To the editor,
The popularity and increased use of caffeinated beverages among youth is a growing concern for physicians. Doctors Nova Scotia wants youth and parents to be informed and aware of the dangers of caffeine drinks alone and especially when mixed with alcohol.
Energy drinks shouldn’t be getting into the hands of youth in the first place: the labels on these drinks state that they are not recommended for young people. It’s important for Nova Scotians to understand the dangers associated with consuming highly caffeinated beverages. Health Canada reports that too much caffeine can result in nausea and vomiting and/or heart irregularities, anxiety, sleeping problems, headaches, and irritability and nervousness.
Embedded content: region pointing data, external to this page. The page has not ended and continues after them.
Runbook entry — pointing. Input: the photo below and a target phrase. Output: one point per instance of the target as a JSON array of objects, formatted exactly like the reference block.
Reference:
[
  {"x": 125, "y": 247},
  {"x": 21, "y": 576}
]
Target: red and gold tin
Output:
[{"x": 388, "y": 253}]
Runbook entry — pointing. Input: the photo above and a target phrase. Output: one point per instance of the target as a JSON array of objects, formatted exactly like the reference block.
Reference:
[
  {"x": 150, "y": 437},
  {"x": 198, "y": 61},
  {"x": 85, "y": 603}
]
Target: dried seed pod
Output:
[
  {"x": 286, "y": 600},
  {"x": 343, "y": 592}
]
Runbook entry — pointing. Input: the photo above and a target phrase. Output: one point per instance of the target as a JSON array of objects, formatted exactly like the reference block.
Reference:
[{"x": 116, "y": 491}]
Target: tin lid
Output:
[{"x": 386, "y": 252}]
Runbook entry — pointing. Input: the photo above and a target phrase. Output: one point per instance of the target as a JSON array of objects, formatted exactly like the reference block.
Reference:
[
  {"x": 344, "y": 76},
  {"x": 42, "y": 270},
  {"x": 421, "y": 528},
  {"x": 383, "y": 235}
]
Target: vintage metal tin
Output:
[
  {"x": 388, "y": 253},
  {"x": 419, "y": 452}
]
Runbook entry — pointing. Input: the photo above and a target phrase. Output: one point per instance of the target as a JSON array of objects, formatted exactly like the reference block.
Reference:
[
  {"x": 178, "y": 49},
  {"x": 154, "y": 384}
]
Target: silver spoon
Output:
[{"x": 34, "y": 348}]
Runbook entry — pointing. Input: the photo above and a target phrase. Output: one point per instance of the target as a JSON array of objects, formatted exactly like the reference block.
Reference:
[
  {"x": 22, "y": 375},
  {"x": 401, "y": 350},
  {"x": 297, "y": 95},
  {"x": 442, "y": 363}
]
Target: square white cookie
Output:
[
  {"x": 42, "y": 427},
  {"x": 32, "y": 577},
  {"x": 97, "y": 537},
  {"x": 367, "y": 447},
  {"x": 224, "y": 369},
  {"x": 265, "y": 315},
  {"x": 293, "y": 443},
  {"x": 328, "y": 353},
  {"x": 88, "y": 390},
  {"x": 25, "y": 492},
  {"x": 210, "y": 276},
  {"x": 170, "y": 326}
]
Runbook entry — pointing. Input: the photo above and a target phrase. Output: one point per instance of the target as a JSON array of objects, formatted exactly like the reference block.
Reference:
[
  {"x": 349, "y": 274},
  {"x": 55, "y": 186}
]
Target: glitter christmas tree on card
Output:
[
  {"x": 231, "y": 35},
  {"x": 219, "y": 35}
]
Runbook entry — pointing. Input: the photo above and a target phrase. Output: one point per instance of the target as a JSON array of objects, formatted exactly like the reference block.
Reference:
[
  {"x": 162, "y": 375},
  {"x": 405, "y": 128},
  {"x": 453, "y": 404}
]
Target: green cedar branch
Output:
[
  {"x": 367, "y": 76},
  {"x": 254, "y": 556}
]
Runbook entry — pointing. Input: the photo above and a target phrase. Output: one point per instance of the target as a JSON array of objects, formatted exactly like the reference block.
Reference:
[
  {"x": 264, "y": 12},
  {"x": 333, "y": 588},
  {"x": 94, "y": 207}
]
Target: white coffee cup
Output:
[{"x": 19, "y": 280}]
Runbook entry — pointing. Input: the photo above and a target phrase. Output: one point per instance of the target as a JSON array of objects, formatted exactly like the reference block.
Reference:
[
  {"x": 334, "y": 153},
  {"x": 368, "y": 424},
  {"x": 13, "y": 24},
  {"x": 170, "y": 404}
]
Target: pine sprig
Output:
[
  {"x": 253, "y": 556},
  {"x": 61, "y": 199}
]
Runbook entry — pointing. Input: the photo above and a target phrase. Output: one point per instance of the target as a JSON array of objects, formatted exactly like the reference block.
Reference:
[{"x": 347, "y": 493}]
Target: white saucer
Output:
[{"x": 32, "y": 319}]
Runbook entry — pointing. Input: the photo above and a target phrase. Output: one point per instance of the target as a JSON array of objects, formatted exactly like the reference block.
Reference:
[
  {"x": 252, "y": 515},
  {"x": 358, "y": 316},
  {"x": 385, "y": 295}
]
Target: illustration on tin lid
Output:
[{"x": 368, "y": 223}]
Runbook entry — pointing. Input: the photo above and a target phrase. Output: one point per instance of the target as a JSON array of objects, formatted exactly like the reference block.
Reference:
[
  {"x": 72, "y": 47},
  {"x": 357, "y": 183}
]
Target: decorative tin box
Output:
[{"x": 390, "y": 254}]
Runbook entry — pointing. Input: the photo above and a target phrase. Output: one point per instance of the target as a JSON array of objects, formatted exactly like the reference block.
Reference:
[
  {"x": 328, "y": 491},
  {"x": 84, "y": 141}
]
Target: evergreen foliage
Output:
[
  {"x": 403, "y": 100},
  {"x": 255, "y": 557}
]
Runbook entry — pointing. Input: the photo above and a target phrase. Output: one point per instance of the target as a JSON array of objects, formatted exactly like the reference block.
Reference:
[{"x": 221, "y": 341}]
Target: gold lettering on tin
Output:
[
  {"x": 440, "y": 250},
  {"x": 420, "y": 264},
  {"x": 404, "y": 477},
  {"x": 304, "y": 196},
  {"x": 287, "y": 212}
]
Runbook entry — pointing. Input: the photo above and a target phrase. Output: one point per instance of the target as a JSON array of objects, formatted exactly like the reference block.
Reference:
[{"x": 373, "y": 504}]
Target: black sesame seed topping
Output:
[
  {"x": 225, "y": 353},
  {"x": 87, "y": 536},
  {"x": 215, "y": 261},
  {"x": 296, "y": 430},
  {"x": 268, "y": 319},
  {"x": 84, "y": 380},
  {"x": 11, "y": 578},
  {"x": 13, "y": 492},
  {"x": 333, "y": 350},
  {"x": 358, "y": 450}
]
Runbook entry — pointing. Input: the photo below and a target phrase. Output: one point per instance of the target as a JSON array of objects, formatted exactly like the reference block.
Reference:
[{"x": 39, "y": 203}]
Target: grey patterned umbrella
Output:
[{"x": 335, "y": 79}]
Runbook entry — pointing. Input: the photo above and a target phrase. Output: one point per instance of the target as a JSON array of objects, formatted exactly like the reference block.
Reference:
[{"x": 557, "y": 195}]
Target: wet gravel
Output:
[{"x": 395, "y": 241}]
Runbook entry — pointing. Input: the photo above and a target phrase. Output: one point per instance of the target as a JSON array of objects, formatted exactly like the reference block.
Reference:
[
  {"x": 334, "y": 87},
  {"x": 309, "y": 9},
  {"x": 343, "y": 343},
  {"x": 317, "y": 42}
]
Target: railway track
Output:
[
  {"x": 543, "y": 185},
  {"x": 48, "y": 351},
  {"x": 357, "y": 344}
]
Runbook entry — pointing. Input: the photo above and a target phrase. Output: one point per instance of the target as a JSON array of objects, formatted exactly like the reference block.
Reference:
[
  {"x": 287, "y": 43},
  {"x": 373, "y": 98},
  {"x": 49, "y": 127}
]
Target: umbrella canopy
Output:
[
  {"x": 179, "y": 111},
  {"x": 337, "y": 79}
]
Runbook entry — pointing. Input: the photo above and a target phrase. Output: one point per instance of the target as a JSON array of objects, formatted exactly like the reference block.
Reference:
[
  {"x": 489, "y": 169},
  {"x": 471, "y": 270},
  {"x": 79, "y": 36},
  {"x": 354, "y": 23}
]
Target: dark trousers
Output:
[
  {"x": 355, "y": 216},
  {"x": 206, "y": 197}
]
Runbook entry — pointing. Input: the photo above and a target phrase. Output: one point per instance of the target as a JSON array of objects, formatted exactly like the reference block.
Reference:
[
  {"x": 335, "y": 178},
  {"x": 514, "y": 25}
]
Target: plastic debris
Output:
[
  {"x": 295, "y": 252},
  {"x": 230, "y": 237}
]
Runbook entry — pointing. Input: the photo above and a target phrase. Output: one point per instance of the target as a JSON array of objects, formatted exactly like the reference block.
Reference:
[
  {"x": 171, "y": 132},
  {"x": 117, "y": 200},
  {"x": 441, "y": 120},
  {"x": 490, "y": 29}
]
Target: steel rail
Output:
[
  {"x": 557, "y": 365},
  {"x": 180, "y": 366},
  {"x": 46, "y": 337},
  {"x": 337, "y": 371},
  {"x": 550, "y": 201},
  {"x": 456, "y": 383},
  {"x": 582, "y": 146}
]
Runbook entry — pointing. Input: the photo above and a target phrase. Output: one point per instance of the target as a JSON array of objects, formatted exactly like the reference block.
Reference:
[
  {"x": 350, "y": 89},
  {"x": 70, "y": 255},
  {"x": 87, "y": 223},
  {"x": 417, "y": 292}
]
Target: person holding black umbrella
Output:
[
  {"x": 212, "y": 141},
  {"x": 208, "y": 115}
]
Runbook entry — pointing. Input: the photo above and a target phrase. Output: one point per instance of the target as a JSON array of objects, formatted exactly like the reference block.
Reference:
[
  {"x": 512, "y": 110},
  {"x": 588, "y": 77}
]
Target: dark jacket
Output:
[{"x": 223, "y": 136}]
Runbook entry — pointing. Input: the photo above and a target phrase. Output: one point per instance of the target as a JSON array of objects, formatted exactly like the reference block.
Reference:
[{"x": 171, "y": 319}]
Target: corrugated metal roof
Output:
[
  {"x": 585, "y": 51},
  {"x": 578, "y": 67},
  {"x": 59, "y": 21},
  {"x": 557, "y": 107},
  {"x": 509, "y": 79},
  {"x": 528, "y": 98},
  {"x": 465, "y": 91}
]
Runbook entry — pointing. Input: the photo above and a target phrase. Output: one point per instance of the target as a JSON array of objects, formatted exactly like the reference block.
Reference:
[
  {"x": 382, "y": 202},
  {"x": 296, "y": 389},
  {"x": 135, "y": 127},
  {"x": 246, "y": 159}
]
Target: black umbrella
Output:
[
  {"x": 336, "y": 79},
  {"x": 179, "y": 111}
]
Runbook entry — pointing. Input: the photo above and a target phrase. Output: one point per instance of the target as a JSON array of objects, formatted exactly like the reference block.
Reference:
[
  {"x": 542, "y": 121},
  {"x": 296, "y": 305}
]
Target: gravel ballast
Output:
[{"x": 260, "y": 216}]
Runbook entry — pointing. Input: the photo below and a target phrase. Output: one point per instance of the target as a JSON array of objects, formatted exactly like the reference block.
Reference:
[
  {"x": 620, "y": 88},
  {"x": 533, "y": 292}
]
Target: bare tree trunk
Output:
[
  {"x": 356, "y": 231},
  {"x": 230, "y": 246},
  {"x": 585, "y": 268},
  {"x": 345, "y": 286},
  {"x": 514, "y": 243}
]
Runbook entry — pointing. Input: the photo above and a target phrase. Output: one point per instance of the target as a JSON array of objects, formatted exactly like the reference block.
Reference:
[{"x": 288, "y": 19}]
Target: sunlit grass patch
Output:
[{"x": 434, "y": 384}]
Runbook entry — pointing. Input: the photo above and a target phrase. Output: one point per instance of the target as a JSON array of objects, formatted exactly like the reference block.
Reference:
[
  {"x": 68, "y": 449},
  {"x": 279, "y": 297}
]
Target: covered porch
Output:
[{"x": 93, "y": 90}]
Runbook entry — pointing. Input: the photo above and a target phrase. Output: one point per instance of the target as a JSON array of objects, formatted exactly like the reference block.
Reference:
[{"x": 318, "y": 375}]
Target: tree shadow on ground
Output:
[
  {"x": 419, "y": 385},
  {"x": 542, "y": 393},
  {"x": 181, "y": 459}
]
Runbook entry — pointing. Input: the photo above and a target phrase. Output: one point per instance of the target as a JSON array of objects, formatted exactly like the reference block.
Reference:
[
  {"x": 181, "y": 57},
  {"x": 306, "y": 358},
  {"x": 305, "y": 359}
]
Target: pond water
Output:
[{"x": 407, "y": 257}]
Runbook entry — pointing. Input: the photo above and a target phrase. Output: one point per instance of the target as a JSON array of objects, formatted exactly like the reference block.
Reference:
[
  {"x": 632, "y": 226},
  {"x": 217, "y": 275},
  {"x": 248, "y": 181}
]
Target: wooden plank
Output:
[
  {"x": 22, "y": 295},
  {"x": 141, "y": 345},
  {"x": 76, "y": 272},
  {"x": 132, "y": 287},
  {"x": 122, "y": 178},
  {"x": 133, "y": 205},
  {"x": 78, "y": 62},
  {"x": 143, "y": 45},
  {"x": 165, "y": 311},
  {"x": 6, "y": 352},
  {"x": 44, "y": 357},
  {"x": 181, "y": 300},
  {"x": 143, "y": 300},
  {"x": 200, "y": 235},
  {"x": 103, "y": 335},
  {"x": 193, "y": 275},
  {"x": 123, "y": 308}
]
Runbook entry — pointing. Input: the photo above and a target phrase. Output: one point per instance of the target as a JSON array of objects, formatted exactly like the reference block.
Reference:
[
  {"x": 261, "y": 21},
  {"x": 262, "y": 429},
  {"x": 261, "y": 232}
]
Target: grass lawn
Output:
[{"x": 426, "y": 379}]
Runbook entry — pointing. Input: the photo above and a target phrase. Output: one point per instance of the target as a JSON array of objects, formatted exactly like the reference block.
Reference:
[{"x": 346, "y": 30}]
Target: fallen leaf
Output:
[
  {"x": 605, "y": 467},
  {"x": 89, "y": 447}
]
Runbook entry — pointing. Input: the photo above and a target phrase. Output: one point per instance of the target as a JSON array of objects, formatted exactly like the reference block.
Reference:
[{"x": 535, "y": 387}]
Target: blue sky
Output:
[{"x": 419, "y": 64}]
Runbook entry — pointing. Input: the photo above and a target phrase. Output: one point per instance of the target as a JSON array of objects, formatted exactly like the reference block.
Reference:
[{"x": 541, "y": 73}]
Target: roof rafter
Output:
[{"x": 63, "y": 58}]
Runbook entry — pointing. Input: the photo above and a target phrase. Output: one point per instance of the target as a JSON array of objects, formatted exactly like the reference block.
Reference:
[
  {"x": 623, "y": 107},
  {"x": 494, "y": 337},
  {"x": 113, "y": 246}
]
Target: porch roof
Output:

It can be easy to over consume caffeine because many beverages contain above the recommended maximum daily consumption. A youth who is 54 kilograms (roughly 120 pounds) should not consume more than 136 milligrams of caffeine daily. Many energy drinks contain 360 milligrams of caffeine, more than twice the recommended daily intake, and can often be consumed in bulk.
Even with warning labels in place, we also know that 25 per cent of Nova Scotia’s youth in high school are mixing it with alcohol. With the combined effects of a stimulant found in caffeine and a depressant found in alcohol, the result is a feeling of diminished intoxication without reducing actual alcohol-related impairment. This leads to increased consumption of alcohol and a “wide-awake” drunk.
Combining caffeinated drinks with alcohol is a big concern for physicians. Youth who combine the two are more likely to be injured, require medical treatment, ride with an intoxicated driver, and are more susceptible to alcohol poisoning and death.
Doctors Nova Scotia wants all Nova Scotians to be aware of the potential harm of energy drinks, especially when mixed with alcohol.